Thursday, October 23, 2014

Ryan K. Smith's "Robert Morris's Folly"

Ryan K. Smith is associate professor of history, Virginia Commonwealth University.

He applied the “Page 99 Test” to his new book, Robert Morris's Folly: The Architectural and Financial Failures of an American Founder, and reported the following:
Page 99 of Robert Morris’s Folly starts with a letter written by an American woman in London, who was requesting details on a fantastic house she had heard about under construction in Philadelphia. In 1794 – just before the project began going badly – she wrote,
“Mr. Morris is building a palace, do you think Monsieur l’Enfant would send me a drawing of it? Merely from curiosity, for one wishes to see the plan of a house which it is said, will cost, when finished £40,000 Sterling.” This figure translated to nearly $200,000, at a time when Philadelphia laborers earned perhaps $300 yearly and could rent a small brick dwelling for under $80 a year.
The page then follows through with the ramifications of this particular bit of gossip as it circulated. In the letter’s query, the house was tied directly to its patron, the wealthy “financier of the American Revolution,” Robert Morris, and his storied architect, Major Peter [Pierre] C. L’Enfant. Aside from the sheer enormity of the rumored cost of the house, it was a peculiar thing to call an American house a “palace” – a residence for a king or aristocrat, certainly not a citizen of the new American republic. As a line down the page states, this wealthy woman “seemed mildly entertained by the idea, but what of, say, members of the Philadelphia militia companies?” Or other laboring residents?

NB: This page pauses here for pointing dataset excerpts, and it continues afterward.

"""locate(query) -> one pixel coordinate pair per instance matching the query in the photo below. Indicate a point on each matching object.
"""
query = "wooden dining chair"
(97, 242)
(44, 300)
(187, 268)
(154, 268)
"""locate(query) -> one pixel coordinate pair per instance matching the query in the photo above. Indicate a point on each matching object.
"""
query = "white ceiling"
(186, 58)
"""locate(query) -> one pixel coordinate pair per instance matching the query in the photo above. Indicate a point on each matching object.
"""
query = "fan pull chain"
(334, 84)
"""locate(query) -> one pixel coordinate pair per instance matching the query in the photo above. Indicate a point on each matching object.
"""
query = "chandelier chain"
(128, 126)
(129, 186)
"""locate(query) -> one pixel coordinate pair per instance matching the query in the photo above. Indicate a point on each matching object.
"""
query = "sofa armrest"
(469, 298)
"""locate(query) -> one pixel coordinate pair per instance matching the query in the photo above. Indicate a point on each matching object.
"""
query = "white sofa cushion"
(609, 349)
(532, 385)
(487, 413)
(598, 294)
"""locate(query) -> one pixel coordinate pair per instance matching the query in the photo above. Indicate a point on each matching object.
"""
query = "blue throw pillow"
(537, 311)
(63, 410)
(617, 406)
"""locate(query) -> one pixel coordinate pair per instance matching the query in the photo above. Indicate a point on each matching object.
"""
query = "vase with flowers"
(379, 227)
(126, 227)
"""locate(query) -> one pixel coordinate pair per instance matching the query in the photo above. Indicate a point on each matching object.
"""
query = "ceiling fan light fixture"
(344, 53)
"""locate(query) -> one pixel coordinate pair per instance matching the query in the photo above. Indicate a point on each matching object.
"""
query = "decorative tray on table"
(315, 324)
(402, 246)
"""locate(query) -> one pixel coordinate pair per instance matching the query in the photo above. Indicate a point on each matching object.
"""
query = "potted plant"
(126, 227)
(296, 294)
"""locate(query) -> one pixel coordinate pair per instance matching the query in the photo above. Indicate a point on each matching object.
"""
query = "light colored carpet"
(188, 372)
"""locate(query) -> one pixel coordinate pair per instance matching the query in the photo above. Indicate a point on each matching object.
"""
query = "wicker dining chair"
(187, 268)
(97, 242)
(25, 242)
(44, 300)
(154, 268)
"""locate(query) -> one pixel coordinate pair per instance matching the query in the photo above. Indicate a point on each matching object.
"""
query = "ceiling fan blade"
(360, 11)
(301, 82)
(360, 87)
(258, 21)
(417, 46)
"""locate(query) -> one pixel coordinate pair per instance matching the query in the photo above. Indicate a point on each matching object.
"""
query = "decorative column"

At the end of the page, the story shifts to related happenings that summer in London, including Morris’s friend John Jay’s arrival as part of treaty negotiations with Britain, and also a lover’s scandal there involving one of Morris’s sons. It all points up to Morris’s many follies – his oncoming public humiliations and entrance into debtor’s prison.

So I do think page 99 is representative. The book is an “architectural biography,” showing how politics, finance, and art intertwined in the life of a key figure in the early American nation. And I think the story has an uncanny resonance today.